Et l’autre thèse? C’est la théorie du ruissellement, qui explique qu’il faut avoir quelques très riches pour qu’ils contribuent à l’activité, aux impôts et à la consommation et ainsi en faire profiter les autres. Sauf qu’on voit que le nombre de personnes aisées, soit celles gagnant 1,8 fois le niveau de vie médian selon le barème de l’insee, n’a pas évolué entre 1996 et 2014. Les revenus des plus pauvres, eux, ont décroché. Et les grandes fortunes redevables de L’ISF ont été multipliées par 2,8 entre 1999 et 2010. Ces chiffres montrent que l’enrichissement des classes favorisées ne bénéficie pas au reste de la société –même si cela ne veut pas dire que le patrimoine de certains très riches n’est pas réinvesti dans l’économie, la création d’entreprises et l’emploi.

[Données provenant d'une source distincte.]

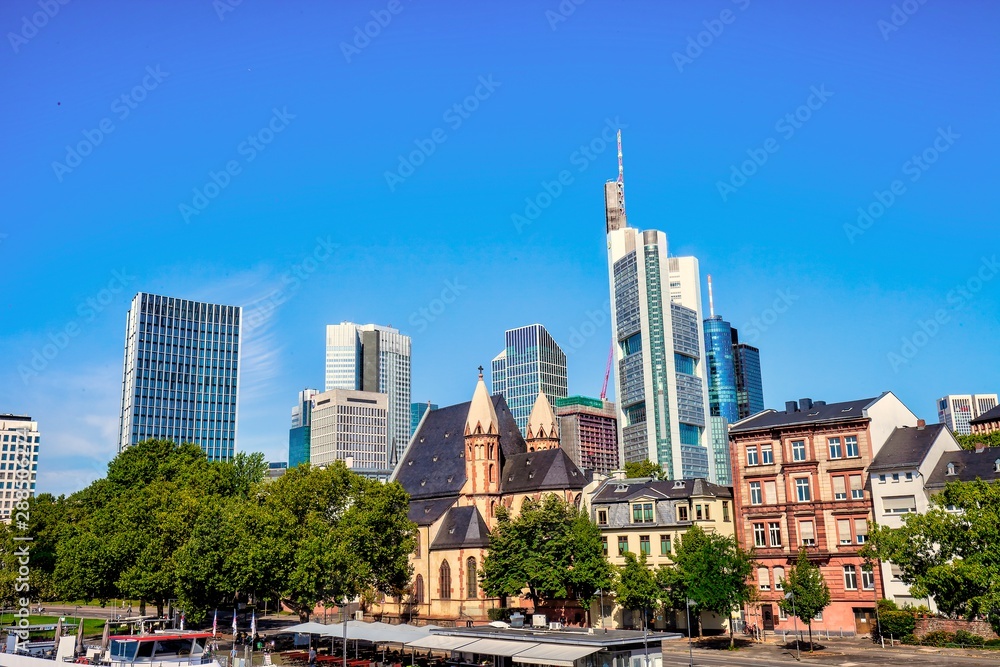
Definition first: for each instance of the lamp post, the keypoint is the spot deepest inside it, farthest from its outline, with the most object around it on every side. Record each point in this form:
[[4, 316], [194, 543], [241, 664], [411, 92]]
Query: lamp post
[[790, 595]]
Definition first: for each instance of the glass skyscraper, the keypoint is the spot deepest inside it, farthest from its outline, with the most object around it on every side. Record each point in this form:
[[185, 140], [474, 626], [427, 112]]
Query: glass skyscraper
[[530, 362], [181, 374]]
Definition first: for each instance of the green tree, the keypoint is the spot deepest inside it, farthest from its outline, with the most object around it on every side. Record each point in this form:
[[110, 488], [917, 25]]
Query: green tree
[[805, 582], [950, 554], [644, 468], [635, 585]]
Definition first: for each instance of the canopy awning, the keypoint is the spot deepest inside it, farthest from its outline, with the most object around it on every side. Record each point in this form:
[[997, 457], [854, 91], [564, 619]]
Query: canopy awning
[[559, 655]]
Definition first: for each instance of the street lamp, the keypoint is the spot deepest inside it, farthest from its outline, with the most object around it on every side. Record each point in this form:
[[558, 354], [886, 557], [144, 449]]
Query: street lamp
[[790, 595]]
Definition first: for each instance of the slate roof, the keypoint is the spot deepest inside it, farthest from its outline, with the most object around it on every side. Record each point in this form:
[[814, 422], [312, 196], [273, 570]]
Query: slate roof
[[463, 528], [988, 416], [906, 447], [433, 465], [664, 489], [541, 471], [818, 413], [968, 466]]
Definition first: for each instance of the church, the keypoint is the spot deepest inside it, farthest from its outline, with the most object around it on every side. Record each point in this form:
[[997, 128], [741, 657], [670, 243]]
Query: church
[[463, 462]]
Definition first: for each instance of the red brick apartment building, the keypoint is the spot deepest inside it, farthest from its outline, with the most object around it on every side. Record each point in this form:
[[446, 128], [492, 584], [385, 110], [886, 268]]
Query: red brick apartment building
[[800, 480]]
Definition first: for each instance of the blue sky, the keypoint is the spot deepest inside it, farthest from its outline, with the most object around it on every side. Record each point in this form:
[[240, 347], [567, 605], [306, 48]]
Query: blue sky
[[252, 137]]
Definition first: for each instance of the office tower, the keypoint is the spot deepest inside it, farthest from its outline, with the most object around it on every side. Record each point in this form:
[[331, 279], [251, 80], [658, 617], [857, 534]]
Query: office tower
[[181, 374], [353, 427], [749, 389], [19, 441], [957, 410], [588, 431], [417, 411], [530, 362], [370, 357], [298, 434]]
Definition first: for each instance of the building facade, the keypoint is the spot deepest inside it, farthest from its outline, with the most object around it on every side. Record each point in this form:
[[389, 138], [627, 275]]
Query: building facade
[[799, 478], [588, 429], [19, 443], [959, 410], [298, 434], [530, 362], [351, 426], [181, 374], [374, 358]]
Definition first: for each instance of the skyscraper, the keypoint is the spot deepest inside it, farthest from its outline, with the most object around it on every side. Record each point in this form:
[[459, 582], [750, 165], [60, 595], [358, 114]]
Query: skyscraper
[[370, 357], [749, 387], [530, 362], [181, 374], [298, 434], [19, 442]]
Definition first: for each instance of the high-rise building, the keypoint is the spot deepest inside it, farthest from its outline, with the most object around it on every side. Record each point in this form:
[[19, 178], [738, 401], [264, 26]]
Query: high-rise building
[[957, 410], [181, 374], [749, 387], [298, 434], [19, 442], [658, 336], [417, 411], [530, 362], [351, 426], [588, 429], [370, 357]]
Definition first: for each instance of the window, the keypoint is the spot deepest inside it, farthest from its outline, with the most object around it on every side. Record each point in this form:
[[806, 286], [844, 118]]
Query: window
[[839, 488], [444, 580], [471, 583], [807, 533], [798, 450], [774, 531], [850, 578], [763, 578], [835, 451], [844, 531], [759, 537]]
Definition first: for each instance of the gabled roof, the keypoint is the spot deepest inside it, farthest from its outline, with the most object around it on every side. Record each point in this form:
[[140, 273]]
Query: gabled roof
[[541, 471], [433, 464], [969, 465], [827, 412], [463, 527], [906, 447], [988, 416]]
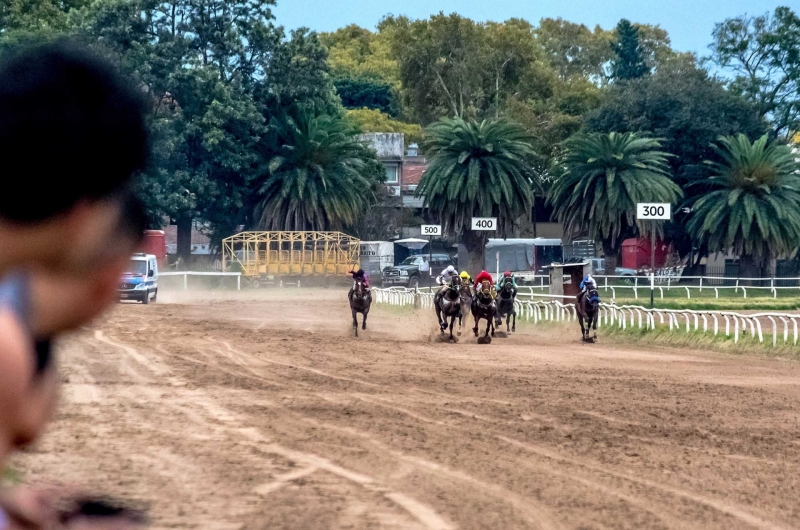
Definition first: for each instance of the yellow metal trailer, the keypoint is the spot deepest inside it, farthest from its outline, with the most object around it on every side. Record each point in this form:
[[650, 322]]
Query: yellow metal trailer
[[290, 255]]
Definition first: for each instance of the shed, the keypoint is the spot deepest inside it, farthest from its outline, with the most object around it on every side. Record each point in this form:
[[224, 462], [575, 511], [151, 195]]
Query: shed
[[565, 279], [636, 253]]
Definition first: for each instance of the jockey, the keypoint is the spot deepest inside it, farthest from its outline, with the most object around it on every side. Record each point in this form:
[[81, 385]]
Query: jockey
[[445, 279], [484, 276], [586, 284], [508, 277], [359, 276]]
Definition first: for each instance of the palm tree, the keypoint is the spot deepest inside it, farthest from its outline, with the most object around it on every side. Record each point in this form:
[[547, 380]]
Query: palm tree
[[477, 170], [752, 204], [319, 176], [605, 175]]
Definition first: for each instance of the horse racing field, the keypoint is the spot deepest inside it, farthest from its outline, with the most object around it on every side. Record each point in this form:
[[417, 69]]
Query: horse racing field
[[258, 409]]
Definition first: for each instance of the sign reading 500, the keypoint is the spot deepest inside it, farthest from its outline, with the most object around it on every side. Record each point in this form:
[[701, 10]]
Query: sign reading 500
[[484, 223]]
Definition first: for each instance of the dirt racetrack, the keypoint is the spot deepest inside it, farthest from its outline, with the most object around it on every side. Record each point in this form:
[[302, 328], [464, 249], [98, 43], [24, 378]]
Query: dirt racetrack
[[259, 410]]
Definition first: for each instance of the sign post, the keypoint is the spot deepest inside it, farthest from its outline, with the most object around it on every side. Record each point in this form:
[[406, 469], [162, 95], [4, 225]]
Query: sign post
[[485, 224], [654, 212], [430, 231]]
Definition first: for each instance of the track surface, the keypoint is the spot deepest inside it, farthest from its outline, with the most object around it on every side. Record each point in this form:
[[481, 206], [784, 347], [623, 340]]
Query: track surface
[[254, 410]]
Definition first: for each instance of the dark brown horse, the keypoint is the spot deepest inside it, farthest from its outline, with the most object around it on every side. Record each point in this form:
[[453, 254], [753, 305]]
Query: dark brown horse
[[505, 307], [483, 306], [587, 307], [360, 301], [466, 305], [449, 304]]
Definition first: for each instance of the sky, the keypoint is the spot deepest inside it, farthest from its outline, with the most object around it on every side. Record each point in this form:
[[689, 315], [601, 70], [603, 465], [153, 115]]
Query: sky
[[688, 22]]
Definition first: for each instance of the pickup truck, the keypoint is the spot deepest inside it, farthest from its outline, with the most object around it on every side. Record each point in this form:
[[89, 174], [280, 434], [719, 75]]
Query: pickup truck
[[407, 273]]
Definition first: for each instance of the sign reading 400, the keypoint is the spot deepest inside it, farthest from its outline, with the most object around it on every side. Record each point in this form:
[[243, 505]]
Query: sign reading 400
[[484, 223]]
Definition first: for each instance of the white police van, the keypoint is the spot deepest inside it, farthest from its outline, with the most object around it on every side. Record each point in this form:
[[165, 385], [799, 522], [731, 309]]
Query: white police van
[[141, 281]]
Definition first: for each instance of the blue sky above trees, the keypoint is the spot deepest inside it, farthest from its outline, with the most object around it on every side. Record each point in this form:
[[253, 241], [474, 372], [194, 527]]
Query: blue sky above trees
[[689, 22]]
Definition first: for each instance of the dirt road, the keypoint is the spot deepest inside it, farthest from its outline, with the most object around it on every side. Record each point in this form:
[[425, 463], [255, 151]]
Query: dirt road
[[249, 410]]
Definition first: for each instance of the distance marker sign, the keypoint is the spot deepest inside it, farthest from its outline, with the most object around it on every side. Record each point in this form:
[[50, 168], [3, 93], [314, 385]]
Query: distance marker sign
[[430, 230], [653, 211], [484, 223]]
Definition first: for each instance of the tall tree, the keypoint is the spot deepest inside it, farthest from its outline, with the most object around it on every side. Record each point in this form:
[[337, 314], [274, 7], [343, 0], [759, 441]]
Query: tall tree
[[629, 58], [604, 176], [763, 54], [752, 202], [319, 177], [481, 169], [574, 49], [216, 72], [688, 109], [363, 92]]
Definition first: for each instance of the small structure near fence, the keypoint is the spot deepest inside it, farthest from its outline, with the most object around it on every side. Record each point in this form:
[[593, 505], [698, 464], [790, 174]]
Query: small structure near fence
[[565, 279], [288, 256]]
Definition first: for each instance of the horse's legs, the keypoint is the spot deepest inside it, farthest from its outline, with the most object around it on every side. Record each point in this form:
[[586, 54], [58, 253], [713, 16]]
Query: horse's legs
[[442, 325]]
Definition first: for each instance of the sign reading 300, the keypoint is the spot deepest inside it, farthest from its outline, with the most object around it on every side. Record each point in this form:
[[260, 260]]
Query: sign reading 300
[[484, 223]]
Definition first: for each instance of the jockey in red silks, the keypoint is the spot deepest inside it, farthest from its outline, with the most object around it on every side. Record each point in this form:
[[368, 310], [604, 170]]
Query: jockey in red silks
[[361, 276], [484, 276]]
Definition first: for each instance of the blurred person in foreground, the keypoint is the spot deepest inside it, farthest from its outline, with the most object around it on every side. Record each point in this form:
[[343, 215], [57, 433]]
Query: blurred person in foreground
[[56, 303], [72, 136]]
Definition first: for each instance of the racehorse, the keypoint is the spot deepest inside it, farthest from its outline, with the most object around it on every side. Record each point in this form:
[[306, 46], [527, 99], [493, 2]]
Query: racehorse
[[505, 307], [359, 303], [483, 306], [587, 307], [449, 304], [466, 305]]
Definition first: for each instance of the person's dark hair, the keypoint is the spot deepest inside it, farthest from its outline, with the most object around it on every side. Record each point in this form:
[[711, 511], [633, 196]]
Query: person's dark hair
[[71, 129]]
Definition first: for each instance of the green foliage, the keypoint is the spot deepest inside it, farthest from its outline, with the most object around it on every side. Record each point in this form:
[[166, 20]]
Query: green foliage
[[372, 120], [763, 54], [362, 92], [752, 201], [681, 104], [605, 175], [482, 169], [358, 52], [573, 49], [629, 59], [319, 176]]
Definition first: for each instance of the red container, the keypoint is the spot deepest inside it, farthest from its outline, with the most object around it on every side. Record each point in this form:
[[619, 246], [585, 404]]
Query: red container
[[636, 253], [155, 242]]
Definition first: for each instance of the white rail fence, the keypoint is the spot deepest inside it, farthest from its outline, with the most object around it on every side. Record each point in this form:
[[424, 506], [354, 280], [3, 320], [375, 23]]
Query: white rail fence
[[783, 327], [668, 283], [186, 275]]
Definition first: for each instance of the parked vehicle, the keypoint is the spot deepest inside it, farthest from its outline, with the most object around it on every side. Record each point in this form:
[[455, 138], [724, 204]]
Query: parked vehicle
[[407, 273], [141, 281]]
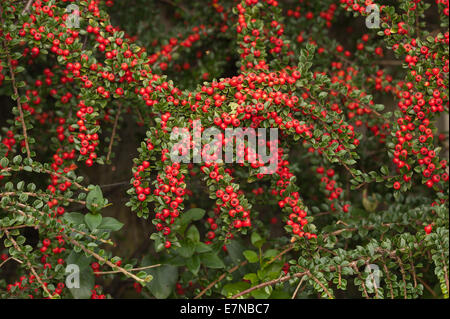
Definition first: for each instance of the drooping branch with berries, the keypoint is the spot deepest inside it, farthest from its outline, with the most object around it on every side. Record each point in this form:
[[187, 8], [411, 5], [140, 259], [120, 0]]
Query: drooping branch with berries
[[357, 199]]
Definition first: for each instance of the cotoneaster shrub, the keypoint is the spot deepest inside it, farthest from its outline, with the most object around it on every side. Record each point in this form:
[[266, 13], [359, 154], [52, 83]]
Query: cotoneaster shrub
[[356, 207]]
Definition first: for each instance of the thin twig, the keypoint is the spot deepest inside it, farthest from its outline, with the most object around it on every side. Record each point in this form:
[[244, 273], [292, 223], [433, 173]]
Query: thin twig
[[212, 284], [269, 283], [16, 91], [10, 258], [118, 271], [29, 265], [298, 287], [116, 120]]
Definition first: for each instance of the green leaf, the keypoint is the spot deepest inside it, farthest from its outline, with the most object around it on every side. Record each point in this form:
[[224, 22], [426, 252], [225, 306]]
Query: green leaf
[[94, 200], [251, 256], [74, 218], [110, 223], [202, 247], [193, 264], [193, 234], [93, 220], [164, 279], [211, 260], [257, 240]]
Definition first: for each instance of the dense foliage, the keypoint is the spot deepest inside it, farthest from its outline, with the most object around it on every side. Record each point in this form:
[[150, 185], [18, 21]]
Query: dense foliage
[[357, 205]]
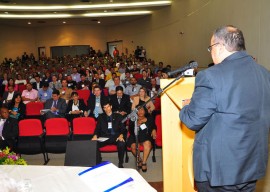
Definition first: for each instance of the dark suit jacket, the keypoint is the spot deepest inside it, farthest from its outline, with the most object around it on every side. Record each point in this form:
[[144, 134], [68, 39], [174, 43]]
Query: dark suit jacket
[[230, 110], [5, 95], [125, 104], [82, 106], [92, 102], [101, 82], [61, 107], [102, 125], [10, 131], [35, 85]]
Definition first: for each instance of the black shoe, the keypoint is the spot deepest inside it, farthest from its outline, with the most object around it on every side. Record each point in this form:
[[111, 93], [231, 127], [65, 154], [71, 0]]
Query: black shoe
[[120, 165]]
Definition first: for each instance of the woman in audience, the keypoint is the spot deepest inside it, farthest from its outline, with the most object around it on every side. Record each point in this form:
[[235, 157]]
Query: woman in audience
[[76, 107], [19, 80], [142, 98], [17, 107], [146, 134], [11, 82]]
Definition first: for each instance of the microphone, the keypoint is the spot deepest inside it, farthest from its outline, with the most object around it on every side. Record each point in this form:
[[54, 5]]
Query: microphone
[[191, 65]]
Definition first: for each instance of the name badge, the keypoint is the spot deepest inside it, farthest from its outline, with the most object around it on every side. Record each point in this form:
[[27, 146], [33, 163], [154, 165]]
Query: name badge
[[109, 125], [143, 126]]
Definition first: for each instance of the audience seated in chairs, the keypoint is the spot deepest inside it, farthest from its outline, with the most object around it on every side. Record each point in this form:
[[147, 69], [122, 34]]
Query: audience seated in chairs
[[54, 84], [30, 94], [38, 84], [44, 93], [95, 102], [8, 130], [146, 134], [109, 125], [11, 82], [8, 95], [83, 84], [56, 106], [17, 107], [143, 97], [120, 102], [76, 108], [65, 91]]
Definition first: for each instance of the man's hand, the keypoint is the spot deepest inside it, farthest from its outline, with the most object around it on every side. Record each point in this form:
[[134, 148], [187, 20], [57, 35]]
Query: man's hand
[[154, 134], [185, 102], [120, 138], [94, 138]]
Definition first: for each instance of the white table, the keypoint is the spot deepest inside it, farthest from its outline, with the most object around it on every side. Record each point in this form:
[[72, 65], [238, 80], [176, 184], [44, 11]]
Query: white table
[[64, 178]]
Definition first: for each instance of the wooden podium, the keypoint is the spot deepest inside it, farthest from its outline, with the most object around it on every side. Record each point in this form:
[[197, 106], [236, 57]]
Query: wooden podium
[[177, 139]]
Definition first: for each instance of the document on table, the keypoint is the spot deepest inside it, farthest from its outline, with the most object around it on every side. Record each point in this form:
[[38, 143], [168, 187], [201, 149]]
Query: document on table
[[105, 177], [102, 139]]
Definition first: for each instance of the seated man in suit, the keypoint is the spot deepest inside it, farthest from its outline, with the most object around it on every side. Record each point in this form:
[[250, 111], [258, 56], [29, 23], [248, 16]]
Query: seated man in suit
[[94, 102], [9, 130], [8, 95], [120, 102], [109, 125], [56, 106]]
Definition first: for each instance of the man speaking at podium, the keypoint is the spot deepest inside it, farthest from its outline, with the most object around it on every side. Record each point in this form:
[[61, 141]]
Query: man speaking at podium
[[230, 113]]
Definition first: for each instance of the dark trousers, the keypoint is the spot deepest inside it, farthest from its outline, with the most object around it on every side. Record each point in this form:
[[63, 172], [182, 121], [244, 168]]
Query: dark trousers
[[244, 187], [121, 146]]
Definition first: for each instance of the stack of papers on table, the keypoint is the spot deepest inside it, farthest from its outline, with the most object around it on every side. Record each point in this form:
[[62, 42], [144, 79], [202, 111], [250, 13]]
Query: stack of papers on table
[[105, 177]]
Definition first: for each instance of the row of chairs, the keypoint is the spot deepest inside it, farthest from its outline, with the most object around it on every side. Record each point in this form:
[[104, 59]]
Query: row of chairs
[[33, 140]]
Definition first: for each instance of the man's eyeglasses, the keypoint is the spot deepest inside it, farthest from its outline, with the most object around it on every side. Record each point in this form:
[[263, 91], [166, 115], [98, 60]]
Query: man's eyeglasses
[[211, 47]]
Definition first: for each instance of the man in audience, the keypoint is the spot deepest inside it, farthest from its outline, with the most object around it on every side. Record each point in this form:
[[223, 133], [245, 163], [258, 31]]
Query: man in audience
[[56, 106], [117, 82], [75, 75], [95, 102], [65, 92], [9, 130], [144, 81], [120, 102], [97, 79], [110, 82], [30, 94], [54, 84], [8, 95], [133, 89], [70, 83], [109, 125], [83, 84], [45, 92], [38, 84]]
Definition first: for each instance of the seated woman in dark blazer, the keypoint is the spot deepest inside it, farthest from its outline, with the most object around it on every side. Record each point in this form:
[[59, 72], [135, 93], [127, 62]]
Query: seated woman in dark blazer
[[146, 133], [16, 107], [76, 107]]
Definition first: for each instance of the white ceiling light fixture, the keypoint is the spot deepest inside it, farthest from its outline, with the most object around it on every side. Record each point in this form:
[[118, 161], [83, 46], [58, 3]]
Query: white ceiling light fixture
[[35, 16], [83, 7], [123, 13]]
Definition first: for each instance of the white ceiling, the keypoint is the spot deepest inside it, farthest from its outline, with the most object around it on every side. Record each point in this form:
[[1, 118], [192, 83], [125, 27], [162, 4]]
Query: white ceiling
[[6, 8]]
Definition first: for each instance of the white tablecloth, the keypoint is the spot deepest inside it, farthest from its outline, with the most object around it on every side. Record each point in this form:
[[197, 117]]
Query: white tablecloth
[[64, 178]]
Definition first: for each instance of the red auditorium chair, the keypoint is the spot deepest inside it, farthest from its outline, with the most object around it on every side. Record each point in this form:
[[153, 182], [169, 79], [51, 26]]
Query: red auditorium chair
[[84, 94], [83, 128], [57, 135], [33, 109], [31, 138]]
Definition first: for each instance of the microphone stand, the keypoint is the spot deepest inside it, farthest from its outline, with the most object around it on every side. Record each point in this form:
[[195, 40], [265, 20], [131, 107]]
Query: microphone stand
[[133, 116]]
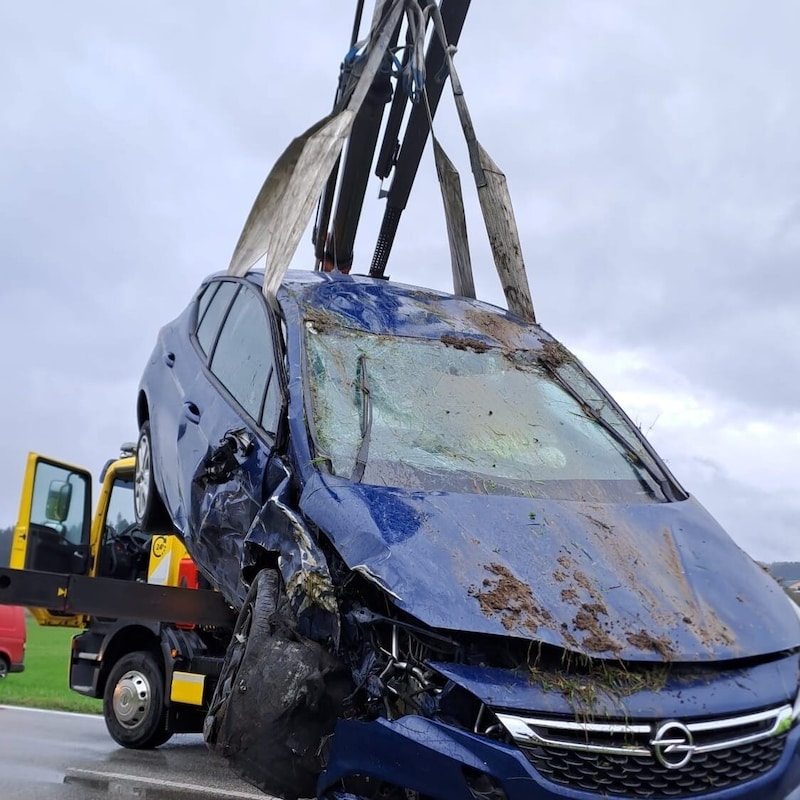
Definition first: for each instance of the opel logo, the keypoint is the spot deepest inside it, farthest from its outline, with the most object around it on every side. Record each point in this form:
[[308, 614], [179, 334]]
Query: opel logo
[[673, 745]]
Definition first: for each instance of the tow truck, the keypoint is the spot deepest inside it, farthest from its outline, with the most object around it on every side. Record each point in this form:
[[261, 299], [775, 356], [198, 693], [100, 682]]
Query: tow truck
[[612, 667], [152, 636]]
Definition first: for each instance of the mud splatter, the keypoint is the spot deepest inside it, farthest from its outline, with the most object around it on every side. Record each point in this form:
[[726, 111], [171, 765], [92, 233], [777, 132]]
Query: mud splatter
[[646, 641], [464, 342], [596, 640], [554, 354], [583, 581], [500, 328], [505, 595]]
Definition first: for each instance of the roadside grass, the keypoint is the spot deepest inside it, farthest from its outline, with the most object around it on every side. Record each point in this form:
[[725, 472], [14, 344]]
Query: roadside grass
[[45, 681]]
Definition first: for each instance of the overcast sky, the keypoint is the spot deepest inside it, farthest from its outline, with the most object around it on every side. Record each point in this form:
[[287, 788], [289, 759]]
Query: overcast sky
[[651, 150]]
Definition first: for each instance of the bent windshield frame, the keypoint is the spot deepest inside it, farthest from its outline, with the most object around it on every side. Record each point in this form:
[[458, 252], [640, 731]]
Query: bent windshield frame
[[448, 417]]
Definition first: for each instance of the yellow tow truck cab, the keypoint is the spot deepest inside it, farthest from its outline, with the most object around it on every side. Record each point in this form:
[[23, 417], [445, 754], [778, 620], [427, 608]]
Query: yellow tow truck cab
[[153, 636]]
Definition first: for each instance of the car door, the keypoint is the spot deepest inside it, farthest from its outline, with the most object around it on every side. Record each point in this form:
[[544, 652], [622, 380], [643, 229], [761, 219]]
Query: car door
[[233, 413]]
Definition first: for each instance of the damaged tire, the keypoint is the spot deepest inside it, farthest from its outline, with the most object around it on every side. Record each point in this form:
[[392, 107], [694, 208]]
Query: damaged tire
[[133, 702], [278, 696]]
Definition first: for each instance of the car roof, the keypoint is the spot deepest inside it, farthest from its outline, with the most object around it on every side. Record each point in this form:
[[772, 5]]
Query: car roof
[[385, 307]]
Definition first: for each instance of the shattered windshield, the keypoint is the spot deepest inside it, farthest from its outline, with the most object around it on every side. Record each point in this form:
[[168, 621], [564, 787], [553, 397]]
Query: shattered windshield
[[425, 415]]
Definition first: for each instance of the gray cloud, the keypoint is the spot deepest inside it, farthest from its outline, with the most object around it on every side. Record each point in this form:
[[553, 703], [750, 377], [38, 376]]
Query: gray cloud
[[650, 149]]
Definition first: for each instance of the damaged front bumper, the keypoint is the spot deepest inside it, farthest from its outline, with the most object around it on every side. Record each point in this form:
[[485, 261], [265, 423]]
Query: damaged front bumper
[[439, 761]]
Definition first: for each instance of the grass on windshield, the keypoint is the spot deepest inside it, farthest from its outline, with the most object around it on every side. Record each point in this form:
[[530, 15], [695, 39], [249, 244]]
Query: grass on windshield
[[45, 681]]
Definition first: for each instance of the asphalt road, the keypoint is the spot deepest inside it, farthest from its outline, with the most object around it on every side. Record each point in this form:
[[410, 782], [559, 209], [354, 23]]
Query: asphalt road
[[57, 756]]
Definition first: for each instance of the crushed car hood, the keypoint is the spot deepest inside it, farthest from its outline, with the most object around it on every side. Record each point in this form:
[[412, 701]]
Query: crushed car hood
[[637, 581]]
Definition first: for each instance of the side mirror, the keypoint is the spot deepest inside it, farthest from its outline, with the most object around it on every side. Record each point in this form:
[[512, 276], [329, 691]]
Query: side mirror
[[59, 496]]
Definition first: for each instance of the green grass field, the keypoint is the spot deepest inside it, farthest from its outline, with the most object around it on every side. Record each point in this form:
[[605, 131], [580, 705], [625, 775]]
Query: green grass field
[[45, 681]]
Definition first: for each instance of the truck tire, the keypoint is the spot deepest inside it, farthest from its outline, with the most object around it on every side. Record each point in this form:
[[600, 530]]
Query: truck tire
[[278, 696], [151, 513], [133, 702]]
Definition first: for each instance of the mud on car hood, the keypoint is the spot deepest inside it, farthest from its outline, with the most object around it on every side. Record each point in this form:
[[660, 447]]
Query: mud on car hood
[[633, 581]]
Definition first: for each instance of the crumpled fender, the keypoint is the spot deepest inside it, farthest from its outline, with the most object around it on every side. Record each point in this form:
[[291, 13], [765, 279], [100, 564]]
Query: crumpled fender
[[278, 529]]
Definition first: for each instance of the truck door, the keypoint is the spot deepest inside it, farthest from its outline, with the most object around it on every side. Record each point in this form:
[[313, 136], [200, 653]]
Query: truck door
[[54, 525]]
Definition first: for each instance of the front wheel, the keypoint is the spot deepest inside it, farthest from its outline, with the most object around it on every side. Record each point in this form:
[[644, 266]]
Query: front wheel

L’autre argument évoqué, c’est que les riches reversent une part de leur fortune aux oeuvres de charité ou à la culture... La philanthropie est un phénomène très présent aux Étatsunis mais qui existe aussi en France, on l’a vu notamment l’an dernier au moment de l’incendie de Notre-dame de Paris. Il faut prendre garde à ne pas emprunter cette direction parce que aux États-unis, la philanthropie a pris une telle ampleur que les personnes qui la soutiennent en arrivent à la justifier en disant qu’avec leur réussite, elles sont les mieux à même de décider comment financer l’éducation, le social, la culture, les bibliothèques et les universités. Ce qui a pour effet de sortir des pans entiers de ces secteurs du débat démocratique, des décisions parlementaires et de l’impôt.
Votre rapport montre aussi que le véritable coeur des inégalités, là où elles sont le plus marquées, se situe au niveau du patrimoine. Il y a eu une grande rupture en 2011, quand le seuil d’imposition de L’ISF est passé de 800 000 à 1,3 million d’euros. On peut aussi noter l’augmentation des rémunérations des personnes très bien payées, et celle des prix de l’immobilier, qui a à la fois valorisé le patrimoine de ceux qui possèdent et gonflé les revenus des propriétaires bailleurs. Et enfin, il y a la financiarisation de l’économie et la bonne tenue de la bourse. Quand le CAC 40 augmente, les actifs et les actions, qui constituent une part de plus en plus importante du patrimoine, augmentent aussi et participent à l’enrichissement des plus aisés.
Quel effet la crise économique post-covid-19 pourrait-elle avoir sur les inégalités? Si la crise va toucher les entrepreneurs et un certain nombre de professions libérales, elle a pour le moment largement épargné les cadres des entreprises privées, les fonctionnaires gradés et les retraités, qui constituent une grande partie des plus riches. Et les plus affectés seront à n’en pas douter les plus précaires, les chômeurs pré-crise et ceux qui le sont devenus depuis le confinement. C’est pourquoi il nous semble que c’est le moment de s’inquiéter des minima sociaux et du soutien aux revenus, notamment des plus jeunes, vu qu’ils n’ont pas accès au RSA. On soutient l’idée de l’étendre aux moins de 25 ans et de revaloriser son montant.